Hypersensitivity reactions to folinic acid: mechanisms involved based on two case reports and a literature review

Two cases of immediate drug hypersensitivity are described here after the intravenous administration of FA. The reactions were initially attributed to oxaliplatin, which was administered concomitantly and has a higher frequency of HSR compared to FA [4]. After the allergy workup, HSR to FA were respectively attributed to IgE-mediated and non-IgE-mediated mechanisms.
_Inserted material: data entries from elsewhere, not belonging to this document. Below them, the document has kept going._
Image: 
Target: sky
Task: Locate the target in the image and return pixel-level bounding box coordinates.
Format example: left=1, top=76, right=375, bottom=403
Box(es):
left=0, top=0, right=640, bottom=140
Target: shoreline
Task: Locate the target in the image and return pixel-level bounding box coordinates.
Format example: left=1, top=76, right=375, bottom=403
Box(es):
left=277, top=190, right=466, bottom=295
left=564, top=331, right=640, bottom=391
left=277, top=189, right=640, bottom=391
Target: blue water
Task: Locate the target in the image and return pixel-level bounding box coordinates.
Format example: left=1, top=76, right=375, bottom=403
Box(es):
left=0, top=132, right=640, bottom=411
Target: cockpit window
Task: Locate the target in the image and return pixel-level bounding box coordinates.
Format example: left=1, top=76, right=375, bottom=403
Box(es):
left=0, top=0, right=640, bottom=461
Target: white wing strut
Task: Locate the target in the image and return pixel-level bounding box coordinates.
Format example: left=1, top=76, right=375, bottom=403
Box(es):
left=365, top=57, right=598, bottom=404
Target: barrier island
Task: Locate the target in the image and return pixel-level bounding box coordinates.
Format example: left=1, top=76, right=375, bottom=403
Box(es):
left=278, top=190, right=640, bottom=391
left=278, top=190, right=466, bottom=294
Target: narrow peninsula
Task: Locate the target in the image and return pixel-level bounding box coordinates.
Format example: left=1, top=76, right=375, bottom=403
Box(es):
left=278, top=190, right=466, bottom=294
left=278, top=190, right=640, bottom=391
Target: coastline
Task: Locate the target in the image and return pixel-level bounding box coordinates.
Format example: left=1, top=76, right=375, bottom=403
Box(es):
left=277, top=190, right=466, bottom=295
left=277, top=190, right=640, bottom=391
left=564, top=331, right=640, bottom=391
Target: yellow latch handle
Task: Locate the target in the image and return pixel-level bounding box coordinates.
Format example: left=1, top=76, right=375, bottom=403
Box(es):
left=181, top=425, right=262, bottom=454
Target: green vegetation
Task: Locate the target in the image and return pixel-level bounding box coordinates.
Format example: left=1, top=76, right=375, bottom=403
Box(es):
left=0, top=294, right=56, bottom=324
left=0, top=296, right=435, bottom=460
Folates are composed of a non-reduced aromatic pteridine ring linked to para-aminobenzoic acid and one or more glutamic residues. Mean dietary intake is around 247–291 μg per day and mainly consists of the polyglutamate form of folic acid, which slowly breaks down into monoglutamates in the small intestine. The synthetic form contains only the monoglutamate form, resulting in higher bioavailability and bypassing the need for fragmentation of the polyglutamate conjugate at the brush border. In the enterocyte, monoglutamate folic acid is reduced, methylated, and released into the bloodstream as 5-methyltetrahydrofolic monoglutamate. However, these mechanisms are saturable, and unmetabolized synthetic folic acid can be detected in blood at doses as low as 200 μg [5]. Folinic acid (5-formyltetrahydrofolate) bypasses the reduction steps required for folic acid, since it is administered intravenously.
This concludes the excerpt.